Haskell women’s basketball team draws No. 1 seed Dordt in NAIA Tournament

photo by: Cynthia Hernandez/Journal-World

Haskell's Myona Dauphinais hoists the CAC championship tropy on Sunday, March 2, 2025, in Lawrence, Kansas.

The Haskell Indian Nations University women’s basketball team received its draw for the NAIA tournament on Thursday night, and it’s a daunting one.

The Fighting Indians will travel to face No. 1 seed Dordt in its home city of Sioux Center, Iowa for a first-round matchup on March 14 at 5 p.m. The Defenders will be defending last year’s national championship, and have gone 29-2 this season while claiming regular-season and tournament titles in the Great Plains Athletic Conference.

Dordt is led by Janie Van Donge, a senior forward averaging a double-double with 16.5 points and 10 rebounds per game, and Macy Sievers, the conference’s player of the year who stuffs the stat sheet with 15.4 points, 7.6 rebounds, 7.6 assists and 3.1 steals.

The other half of Haskell’s four-team bracket in Sioux Center includes St. Francis of Illinois and Rocky Mountain of Montana. The winners of each game will face off in a second-round matchup to be played on March 15 at 5:30 p.m.

The last time Haskell reached the national women’s basketball tournament was two years ago, when it was also a No. 16 seed and lost 84-59 to No. 1 Central Methodist on the road in Fayette, Missouri.

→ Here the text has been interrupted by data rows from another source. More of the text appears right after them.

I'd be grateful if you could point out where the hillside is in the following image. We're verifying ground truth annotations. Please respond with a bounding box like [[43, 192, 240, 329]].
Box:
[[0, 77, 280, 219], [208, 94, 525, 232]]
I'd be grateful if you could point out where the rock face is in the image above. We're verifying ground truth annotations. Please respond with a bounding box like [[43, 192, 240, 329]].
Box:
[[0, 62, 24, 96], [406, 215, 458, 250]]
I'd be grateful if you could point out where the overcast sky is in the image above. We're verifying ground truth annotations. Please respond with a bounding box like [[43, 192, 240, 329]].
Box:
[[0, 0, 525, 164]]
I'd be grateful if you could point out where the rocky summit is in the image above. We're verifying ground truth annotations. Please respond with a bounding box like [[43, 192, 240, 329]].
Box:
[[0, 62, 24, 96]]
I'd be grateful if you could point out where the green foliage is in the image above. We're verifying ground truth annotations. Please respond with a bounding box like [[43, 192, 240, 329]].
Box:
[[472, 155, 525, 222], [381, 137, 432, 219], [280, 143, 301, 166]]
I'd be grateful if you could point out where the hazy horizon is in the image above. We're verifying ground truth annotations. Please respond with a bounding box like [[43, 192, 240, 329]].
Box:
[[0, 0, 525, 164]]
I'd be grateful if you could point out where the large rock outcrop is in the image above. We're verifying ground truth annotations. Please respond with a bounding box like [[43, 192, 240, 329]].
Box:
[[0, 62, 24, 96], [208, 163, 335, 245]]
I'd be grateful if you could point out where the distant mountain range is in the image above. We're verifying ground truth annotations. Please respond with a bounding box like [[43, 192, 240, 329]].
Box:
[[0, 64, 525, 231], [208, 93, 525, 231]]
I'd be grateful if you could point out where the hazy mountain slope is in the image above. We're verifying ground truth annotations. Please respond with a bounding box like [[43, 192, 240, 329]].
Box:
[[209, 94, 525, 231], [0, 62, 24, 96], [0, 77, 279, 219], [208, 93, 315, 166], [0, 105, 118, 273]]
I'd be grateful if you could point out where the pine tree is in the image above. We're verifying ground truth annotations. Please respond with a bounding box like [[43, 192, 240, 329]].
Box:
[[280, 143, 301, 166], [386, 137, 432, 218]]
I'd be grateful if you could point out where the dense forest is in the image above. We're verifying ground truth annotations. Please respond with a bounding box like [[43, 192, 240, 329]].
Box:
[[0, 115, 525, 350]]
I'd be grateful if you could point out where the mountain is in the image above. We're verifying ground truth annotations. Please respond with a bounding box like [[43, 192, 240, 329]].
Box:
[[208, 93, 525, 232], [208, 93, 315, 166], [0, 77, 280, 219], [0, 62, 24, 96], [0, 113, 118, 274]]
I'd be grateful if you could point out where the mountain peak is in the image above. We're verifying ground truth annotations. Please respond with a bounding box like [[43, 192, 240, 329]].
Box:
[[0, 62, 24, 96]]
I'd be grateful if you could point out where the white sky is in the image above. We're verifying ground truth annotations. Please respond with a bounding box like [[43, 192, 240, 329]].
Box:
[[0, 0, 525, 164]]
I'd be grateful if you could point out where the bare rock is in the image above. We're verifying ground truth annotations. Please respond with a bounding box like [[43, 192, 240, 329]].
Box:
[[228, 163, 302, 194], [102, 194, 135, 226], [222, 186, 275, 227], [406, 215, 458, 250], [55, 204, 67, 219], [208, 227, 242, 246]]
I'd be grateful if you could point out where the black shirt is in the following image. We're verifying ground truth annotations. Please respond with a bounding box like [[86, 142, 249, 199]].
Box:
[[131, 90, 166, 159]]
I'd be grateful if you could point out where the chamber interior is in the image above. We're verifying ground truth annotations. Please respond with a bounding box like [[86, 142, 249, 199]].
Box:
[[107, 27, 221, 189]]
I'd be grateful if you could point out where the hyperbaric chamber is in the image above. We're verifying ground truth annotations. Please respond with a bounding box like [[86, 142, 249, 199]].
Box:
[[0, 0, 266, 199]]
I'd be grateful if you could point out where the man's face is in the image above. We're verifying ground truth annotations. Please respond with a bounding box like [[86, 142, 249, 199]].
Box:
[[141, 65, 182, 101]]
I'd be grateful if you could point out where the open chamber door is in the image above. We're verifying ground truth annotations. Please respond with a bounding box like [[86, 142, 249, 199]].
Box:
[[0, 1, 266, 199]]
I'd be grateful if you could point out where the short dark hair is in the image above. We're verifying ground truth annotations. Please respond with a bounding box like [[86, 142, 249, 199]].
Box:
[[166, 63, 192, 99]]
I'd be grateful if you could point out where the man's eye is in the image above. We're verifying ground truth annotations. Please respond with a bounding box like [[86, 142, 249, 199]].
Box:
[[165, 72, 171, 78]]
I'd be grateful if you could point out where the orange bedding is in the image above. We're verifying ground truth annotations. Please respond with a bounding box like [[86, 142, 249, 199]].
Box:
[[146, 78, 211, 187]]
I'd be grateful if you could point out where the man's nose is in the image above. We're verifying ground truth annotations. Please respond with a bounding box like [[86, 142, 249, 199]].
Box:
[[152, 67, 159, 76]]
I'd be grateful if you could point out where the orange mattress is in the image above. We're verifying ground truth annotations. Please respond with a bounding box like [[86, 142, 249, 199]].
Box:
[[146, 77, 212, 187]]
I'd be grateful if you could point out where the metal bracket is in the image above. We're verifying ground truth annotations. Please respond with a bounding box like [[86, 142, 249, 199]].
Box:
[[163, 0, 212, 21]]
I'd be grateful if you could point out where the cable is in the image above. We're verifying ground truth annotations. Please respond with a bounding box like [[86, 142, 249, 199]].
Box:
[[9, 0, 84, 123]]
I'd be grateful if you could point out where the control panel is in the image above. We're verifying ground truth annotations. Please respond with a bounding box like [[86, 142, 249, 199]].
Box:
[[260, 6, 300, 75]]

The Fighting Indians reached the tournament this season by beating Northern New Mexico in the Continental Athletic Conference championship on Sunday by a score of 57-52, led by 20 points from Mahpiya Irving.

Irving was one of three Haskell players selected to the CAC all-tournament team, along with Most Outstanding Player Myona Dauphinais, a junior guard who averages 16 points and three rebounds, and fellow junior Tierzah Penn with her 11 points per game.

Haskell is coached by Adam Strom, who has continued to lead the team on a voluntary basis after he was one of nearly 40 university employees terminated as part of a slew of firings of federal employees by the Trump administration. The Journal-World reported on Thursday that some of those employees were being reinstated.